Database administration is possibly the scariest concept for me as a developer, mainly because I have neglected it for so long. Everyone knows the basics, and even though I had a solid theoretical understanding of how databases store information, I wanted to further my development in this area. I picked up a book by O’Reilly called High Performance MySQL, which seemed to be perfect and pick up right where my comfort zone ended.
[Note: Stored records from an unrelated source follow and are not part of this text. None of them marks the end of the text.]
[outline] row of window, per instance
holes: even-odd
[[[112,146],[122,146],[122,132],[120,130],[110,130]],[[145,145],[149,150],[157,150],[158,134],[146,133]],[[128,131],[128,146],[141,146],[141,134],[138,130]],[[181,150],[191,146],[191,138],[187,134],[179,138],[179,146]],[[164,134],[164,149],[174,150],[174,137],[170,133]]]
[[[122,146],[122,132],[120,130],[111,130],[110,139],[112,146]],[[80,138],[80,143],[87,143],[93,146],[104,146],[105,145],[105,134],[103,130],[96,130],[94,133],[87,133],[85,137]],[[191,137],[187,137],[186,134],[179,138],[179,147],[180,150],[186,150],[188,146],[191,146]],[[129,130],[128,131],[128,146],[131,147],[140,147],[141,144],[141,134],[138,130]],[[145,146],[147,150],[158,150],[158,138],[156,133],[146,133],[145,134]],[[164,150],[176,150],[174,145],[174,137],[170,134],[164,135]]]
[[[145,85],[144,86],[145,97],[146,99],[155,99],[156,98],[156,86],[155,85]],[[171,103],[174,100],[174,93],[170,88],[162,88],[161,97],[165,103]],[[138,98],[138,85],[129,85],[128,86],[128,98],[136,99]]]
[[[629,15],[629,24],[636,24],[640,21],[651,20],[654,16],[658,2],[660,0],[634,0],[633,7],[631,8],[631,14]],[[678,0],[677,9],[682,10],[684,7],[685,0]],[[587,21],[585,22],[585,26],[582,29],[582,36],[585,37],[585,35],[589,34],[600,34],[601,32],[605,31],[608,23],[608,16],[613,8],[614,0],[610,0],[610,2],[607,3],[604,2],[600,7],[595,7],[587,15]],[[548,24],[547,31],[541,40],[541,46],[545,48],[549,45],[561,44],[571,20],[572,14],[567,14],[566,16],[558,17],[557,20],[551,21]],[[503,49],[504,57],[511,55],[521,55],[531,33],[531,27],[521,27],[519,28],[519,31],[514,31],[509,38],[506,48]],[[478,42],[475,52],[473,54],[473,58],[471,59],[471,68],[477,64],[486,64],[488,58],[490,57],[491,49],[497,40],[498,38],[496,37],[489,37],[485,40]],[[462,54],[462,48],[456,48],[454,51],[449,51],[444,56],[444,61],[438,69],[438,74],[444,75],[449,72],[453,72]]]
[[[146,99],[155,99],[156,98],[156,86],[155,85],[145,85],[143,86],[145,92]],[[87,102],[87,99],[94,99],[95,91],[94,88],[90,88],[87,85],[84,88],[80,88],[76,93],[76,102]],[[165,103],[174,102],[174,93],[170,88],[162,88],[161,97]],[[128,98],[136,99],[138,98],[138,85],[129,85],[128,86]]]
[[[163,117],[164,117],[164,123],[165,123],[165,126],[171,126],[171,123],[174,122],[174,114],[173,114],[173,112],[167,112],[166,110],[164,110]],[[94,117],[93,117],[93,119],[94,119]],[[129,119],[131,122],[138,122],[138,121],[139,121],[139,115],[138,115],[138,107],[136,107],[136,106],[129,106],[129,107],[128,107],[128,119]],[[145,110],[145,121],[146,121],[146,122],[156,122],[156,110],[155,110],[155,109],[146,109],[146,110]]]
Database indexes are tricky and, as with anything, there are trade-offs for each decision you make when designing your schema. In MySQL, the Memory storage engine supports a special variety of indexes called hash indexes. These indexes store a hash value of all the indexed columns in a table and store it for super-fast lookups. Great. But Memory tables are only useful for limited datasets that can fit in your machine’s memory, and realistically we want to be able to use these hash indexes on our MyISAM storage tables if possible (InnoDB uses adaptive-hash indexes).
Let’s say we have a MyISAM table that stores user data as follows…
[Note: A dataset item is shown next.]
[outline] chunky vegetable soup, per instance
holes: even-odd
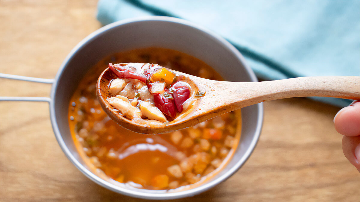
[[[133,121],[165,125],[195,101],[185,76],[158,65],[110,63],[109,69],[115,78],[108,84],[107,100]]]
[[[106,115],[95,92],[101,72],[109,63],[120,62],[157,64],[203,78],[222,79],[198,59],[165,49],[139,49],[104,59],[80,81],[69,106],[71,134],[89,167],[127,186],[166,190],[189,188],[221,169],[239,140],[239,110],[169,133],[144,134],[128,130]]]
CREATE TABLE users ( user_id int unsigned not_null auto_increment, username varchar(64) not_null, password varchar(32) not_null, PRIMARY KEY (user_id) ) ENGINE=MyISAM;
We want to lookup users from this table when they attempt to log into our application, so our query would look something like this…
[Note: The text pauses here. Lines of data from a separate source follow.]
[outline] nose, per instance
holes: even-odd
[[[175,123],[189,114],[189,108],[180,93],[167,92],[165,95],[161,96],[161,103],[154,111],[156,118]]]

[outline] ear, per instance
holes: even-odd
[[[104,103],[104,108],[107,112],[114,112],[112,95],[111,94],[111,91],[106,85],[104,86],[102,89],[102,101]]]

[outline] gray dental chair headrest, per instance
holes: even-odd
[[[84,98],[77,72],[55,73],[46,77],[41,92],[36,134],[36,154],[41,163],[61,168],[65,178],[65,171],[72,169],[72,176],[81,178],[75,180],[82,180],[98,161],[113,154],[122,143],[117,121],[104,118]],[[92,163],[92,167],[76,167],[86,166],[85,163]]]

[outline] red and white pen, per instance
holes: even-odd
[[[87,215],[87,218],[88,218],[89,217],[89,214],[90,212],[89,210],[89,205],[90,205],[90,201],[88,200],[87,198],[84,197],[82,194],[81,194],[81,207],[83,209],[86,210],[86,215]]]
SELECT user_id, password FROM users WHERE username = 'administrator' LIMIT 1;
As we know, we only have an index on the user_id column of our database table, and so MySQL would have to do a full-table scan in order to locate our desired row of data. As MyISAM locks at a table level, whilst the query is scanning for our row no other database connections will be granted a read-level lock until it has finished. A nasty bottle-neck obviously. However, we can improve the responsiveness of our query by adding an index to our username column in our table. Whilst this will improve our lookups slightly, we can go one level better. We can emulate a hash-index for the username field and create a much faster lookup operation by using MySQL’s built-in
crc32() function. First, we need to add a column to store the hash-value in our table…
ALTER TABLE users ADD COLUMN username_hash int unsigned not_null DEFAULT 0;
crc32() function will generate an integer hash value of our username field, and we just need to create a trigger on the table in MySQL so that this value is stored every time a new record is created or an old one is updated…
DELIMITER | CREATE TRIGGER users_hash_insert BEFORE INSERT ON users FOR EACH ROW BEGIN SET NEW.username_hash=crc32(NEW.username); END; | CREATE TRIGGER users_hash_update BEFORE UPDATE ON users FOR EACH ROW BEGIN SET NEW.username_hash=crc32(NEW.username); END; | DELIMITER ;
We make use of the DELIMITER operator to change our delimiter to a pipe character (|) which allows us to use semi-colons to terminate our trigger statements. Note that this is set back to a semi-colon at the end of the trigger creation.
Now we have our hash indexes, inserting a row into our users table will now store a
crc32() hash of the username in the username_hash column, the same will also happen when updating a record in our table too.
Why a Hash Index?
There was nothing particularly wrong with adding an index on our username attribute, but our integer hash index is far better from a performance point of view for a few reasons:
- Our hash index is far smaller in size, hence saving on storage and disk I/O operations on large datasets
- MyISAM uses packed indexes for strings, which makes lookups far slower on a VARCHAR datatype than on an INT
We can now use our username_hash table attribute to find our desired row of data like this…
SELECT user_id, password FROM users WHERE username_hash = crc32('administrator') LIMIT 1;
Because of the way that MySQL’s query optimizer works, it will notice that there is a highly selective index on the username_hash column, and fetch rows much faster. That should reduce the amount of time our table stay’s locked up for reads.